И вот, вместо того, чтобы привести в исполнение свои угрозы, я просто попросил лекаря о встрече, в чем он не смог мне отказать. Прежде всего я пожурил его за то, что, не зная ни моих истинных чувств, ни моих намерений, он так враждебно настроен ко мне, чем чрезвычайно меня огорчает. А между тем мне уже под тридцать, в этом возрасте мужчина вполне способен отвечать и за свои поступки, и за свои слова. Так вот, я питаю к его дочери самые возвышенные чувства и готов на ней жениться. И лишь с этими мыслями умоляю его не лишать меня счастья видеться с нею. Конечно же, ради своего спокойствия он вправе принять все меры предосторожности, а посему отныне репутация его дочери и мое счастье — в его руках.
Я так пылко произнес эту речь, с такой любовью и искренностью, что на лекаря она произвела сильнейшее впечатление, и ее воздействие превзошло все мои ожидания. Возражения его свелись лишь к боязни оскорбить моего отца и навлечь на себя гнев столь влиятельного человека, чья вспыльчивость хорошо ему известна. Но я легко убедил его, что в моем возрасте я вправе выбрать себе жену по собственной склонности, а приданым ей послужит ее добродетель. Что же касается отца, то я готов принять все меры предосторожности и скрою от него нашу любовь и обязательства, которые собираюсь на себя принять. Я дал ему также обещание скрывать мои чувства и от других, что, конечно же, не повлияет ни на их пылкость, ни на целомудрие. В заключение столь откровенного и искреннего объяснения я получил разрешение лекаря видеться с его дочерью. Он поставил мне только два условия: во-первых, чтобы рассеять все сомнения, я должен был немедля вступить в законный брак с его дочерью, во-вторых, на два года я должен был отказаться от своих супружеских прав, поскольку ее юность и телесное развитие вызывали у него опасения за ее здоровье. Чувства мои были столь чисты, что, не сетуя на этот приговор, который откладывал на столь долгий срок осуществление моих желаний, я счел себя слишком счастливым уже тем, что получил. Я тут же принял оба его условия и скрепил свое согласие торжественной клятвой у ног его дочери, которая, казалось, была не менее, чем я, довольна таким неожиданным оборотом дела. Мы условились, что отныне я могу свободно приходить к ним, однако, чтобы про эти визиты не прознало мое семейство, они переедут жить в другой квартал. Я взялся подыскать им удобный дом и обставил его со вкусом и роскошью. В тот день, когда они въехали в него, мы отпраздновали нашу свадьбу. Отказавшись от пышных церемоний, я, однако, позаботился о том, чтобы все приличия были соблюдены и чтобы наш брак, который должен был стать отрадой моей жизни, был заключен подобающим образом.

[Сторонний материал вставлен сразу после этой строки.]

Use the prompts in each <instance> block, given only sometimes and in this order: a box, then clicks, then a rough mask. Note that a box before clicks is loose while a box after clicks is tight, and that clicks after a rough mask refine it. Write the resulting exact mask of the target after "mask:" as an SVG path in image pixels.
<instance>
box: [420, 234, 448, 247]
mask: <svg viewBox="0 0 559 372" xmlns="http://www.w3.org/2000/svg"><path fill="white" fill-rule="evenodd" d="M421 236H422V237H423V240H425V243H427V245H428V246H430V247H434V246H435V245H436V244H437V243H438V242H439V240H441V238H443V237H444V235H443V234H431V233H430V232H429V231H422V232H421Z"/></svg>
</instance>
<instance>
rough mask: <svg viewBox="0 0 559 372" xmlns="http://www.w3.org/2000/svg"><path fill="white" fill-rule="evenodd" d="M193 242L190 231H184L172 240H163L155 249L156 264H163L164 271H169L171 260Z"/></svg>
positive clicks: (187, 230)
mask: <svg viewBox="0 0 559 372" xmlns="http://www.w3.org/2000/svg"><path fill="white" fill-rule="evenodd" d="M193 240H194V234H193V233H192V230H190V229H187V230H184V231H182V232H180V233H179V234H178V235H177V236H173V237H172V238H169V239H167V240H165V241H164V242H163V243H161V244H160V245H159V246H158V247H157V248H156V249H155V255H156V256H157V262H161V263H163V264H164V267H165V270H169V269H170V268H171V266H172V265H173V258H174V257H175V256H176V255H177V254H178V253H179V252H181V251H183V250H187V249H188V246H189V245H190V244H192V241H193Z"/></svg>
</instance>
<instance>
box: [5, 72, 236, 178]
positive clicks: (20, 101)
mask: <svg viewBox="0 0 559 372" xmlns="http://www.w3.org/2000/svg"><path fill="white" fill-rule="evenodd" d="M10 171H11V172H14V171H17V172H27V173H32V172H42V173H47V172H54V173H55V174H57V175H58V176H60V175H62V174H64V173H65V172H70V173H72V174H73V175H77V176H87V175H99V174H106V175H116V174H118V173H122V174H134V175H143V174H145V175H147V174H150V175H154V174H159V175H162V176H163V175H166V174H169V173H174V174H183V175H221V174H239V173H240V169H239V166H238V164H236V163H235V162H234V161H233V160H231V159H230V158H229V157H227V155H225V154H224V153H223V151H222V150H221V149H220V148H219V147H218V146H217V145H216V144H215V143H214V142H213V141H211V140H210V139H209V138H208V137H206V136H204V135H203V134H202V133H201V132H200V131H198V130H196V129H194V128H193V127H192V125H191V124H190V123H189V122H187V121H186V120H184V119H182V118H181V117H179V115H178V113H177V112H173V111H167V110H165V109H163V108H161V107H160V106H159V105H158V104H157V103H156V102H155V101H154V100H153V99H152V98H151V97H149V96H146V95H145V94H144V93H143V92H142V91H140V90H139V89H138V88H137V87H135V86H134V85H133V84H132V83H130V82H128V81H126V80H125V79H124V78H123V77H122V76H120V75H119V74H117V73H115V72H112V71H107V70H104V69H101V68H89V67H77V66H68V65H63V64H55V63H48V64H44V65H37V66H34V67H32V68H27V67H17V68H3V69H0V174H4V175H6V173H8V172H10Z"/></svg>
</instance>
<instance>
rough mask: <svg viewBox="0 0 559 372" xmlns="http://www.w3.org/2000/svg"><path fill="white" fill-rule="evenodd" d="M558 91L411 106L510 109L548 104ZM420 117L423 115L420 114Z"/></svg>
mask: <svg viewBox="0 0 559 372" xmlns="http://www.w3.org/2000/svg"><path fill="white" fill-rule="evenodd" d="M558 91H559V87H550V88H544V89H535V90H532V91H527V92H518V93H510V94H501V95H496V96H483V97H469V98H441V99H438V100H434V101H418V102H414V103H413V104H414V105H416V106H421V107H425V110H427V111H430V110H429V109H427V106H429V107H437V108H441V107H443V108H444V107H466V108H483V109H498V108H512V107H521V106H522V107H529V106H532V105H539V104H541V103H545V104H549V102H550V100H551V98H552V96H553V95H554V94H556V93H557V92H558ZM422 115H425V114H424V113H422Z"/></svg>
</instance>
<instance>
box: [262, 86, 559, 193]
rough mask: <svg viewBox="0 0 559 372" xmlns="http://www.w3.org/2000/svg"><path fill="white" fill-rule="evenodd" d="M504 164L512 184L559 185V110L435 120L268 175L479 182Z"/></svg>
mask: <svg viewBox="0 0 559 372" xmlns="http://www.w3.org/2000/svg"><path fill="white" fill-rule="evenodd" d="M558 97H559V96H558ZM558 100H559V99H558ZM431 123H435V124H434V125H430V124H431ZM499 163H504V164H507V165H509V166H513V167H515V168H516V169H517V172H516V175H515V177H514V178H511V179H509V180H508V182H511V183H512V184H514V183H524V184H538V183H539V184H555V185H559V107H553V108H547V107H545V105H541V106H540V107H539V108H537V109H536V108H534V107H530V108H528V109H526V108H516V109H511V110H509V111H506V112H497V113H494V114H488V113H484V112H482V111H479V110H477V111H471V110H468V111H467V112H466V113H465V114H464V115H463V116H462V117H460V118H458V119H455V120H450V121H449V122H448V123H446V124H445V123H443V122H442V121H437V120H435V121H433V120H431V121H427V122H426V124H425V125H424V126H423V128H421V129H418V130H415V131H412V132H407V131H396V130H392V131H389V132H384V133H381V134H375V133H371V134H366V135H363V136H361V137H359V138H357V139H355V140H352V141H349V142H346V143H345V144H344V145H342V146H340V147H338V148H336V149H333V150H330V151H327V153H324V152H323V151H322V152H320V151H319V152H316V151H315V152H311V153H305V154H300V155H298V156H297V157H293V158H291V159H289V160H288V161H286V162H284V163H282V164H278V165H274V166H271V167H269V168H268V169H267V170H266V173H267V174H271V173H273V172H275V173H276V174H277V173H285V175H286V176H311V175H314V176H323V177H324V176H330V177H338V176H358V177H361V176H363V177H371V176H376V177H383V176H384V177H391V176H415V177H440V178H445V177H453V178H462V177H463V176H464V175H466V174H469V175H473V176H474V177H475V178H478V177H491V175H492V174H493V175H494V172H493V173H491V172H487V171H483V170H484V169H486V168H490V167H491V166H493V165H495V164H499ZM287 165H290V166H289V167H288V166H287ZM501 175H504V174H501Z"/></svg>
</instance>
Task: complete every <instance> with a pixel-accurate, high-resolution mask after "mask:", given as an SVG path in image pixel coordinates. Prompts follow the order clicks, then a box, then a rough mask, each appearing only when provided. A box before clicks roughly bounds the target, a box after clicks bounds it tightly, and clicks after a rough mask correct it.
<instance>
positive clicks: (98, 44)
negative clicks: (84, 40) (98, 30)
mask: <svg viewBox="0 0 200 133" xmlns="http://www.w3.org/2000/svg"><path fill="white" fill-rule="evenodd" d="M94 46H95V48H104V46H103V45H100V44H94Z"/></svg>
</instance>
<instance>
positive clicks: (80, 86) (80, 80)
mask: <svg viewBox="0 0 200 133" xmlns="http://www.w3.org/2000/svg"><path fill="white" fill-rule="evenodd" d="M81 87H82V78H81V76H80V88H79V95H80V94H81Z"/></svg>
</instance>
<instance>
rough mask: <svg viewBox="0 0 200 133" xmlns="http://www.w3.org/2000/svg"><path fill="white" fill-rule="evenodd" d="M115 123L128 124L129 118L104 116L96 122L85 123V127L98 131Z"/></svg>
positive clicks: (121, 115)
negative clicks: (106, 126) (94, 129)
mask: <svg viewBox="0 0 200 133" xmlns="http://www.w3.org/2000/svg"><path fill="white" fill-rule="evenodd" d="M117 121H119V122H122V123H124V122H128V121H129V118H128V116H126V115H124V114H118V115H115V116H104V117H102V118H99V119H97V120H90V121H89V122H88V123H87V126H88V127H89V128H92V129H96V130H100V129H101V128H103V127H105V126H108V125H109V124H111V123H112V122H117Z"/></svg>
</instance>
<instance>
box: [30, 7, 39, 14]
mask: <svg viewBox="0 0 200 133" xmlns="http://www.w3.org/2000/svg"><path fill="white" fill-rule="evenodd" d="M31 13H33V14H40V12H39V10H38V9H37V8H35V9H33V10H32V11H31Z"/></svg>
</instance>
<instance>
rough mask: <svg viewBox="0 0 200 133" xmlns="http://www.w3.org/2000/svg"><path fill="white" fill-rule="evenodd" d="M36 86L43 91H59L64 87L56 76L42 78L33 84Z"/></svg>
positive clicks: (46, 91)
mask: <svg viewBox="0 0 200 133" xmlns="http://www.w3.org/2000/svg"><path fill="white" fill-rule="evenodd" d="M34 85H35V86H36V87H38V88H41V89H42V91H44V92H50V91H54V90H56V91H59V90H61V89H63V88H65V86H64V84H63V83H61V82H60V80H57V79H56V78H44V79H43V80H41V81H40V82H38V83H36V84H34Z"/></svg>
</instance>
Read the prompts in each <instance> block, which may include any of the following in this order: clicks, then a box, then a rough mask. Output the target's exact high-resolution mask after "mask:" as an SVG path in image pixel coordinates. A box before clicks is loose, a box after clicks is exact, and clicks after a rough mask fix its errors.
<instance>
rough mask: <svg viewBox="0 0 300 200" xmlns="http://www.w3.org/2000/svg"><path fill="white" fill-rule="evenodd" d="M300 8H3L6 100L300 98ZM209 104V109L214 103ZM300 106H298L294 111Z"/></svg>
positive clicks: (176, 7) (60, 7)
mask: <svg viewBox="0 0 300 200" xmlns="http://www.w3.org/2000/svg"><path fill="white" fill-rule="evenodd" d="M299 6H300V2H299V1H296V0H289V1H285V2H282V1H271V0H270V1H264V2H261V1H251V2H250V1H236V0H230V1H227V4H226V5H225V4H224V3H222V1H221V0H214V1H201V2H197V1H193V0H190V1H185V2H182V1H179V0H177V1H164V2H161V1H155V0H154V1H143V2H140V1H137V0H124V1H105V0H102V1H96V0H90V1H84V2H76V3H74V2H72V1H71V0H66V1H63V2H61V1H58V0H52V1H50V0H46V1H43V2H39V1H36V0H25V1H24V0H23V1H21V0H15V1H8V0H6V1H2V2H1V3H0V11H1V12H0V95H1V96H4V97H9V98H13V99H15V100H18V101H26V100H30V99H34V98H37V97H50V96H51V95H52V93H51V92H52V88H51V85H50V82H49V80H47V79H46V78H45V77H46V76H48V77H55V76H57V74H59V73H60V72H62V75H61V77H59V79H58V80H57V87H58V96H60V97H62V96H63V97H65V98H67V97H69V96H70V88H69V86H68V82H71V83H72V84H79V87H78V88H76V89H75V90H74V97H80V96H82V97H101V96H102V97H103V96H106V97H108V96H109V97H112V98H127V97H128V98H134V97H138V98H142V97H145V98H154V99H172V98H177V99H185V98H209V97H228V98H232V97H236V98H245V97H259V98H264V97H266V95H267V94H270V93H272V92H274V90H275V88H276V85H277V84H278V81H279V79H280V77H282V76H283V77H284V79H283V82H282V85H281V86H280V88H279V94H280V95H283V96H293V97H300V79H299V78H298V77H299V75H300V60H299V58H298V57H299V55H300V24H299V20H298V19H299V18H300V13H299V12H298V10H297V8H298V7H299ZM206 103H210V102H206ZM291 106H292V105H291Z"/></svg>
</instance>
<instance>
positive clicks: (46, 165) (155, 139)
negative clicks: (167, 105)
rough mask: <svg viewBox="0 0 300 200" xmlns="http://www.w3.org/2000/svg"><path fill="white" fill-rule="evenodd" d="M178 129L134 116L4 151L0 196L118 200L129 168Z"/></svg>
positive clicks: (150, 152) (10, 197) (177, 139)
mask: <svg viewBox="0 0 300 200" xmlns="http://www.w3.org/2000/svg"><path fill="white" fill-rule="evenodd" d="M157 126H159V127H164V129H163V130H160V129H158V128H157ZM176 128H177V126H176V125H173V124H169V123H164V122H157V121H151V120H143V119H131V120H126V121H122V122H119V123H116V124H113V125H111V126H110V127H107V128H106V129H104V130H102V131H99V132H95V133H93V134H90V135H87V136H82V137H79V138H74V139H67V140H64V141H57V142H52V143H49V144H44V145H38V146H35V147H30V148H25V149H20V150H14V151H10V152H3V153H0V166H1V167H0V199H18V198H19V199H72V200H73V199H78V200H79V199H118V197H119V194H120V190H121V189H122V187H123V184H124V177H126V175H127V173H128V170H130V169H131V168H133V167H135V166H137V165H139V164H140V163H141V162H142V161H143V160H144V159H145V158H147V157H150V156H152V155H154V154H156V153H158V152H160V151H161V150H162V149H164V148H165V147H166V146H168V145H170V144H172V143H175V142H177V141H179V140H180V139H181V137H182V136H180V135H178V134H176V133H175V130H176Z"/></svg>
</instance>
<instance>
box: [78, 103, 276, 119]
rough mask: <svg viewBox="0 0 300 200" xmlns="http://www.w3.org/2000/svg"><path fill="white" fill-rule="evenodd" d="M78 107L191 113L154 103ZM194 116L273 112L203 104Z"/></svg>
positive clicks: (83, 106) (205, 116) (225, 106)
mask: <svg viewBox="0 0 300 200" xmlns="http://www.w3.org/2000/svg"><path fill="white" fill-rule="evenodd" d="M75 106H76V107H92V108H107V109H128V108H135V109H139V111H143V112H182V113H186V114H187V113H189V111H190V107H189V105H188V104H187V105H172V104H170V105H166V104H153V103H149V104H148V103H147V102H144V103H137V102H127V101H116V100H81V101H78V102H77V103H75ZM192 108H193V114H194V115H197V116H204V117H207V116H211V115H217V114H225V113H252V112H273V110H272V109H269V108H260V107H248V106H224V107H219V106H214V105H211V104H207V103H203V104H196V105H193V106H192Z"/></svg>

Вас, конечно же, должно поразить мое благонравие и долготерпение, столь не свойственные нашему распущенному веку. И все же с тех пор, как два года назад я имел несчастье скрепить эти узы, я ни разу не нарушил своих обещаний. Я был счастлив уже и тем, что в любую минуту мог видеть предмет моего обожания, заботливо наблюдать, как расцветают ее прелести, и потому терпеливо ждал установленного срока. Я всячески старался угодить ей, был с ней неизменно ласков, предупредителен, постоянно искал случая проявить свою нежность. Я стремился направить ее ум и сердце к светочам знания и благородного вкуса, призвав на помощь все свое образование и все, чему научил меня опыт. И мне казалось, что мои усилия приносят плоды. Я нанял ей лучших учителей и окружил ее самой изысканной обстановкой. Два года я пребывал на вершине блаженства, отказавшись от светской жизни, от удовольствий, свойственных моему возрасту, и даже от общества друзей, избегая всего того, что могло разлучить меня с моей избранницей, в которой сосредоточились для меня все мирские блага. Мой отец, который заметил перемену в моем поведении и привычках, встревожился и неоднократно убеждал меня открыть ему их таинственную причину. Он даже заподозрил, что любовь толкнула меня на необдуманный поступок, но его подозрения лишь усиливали мою бдительность, и я тем более успешно их усыплял.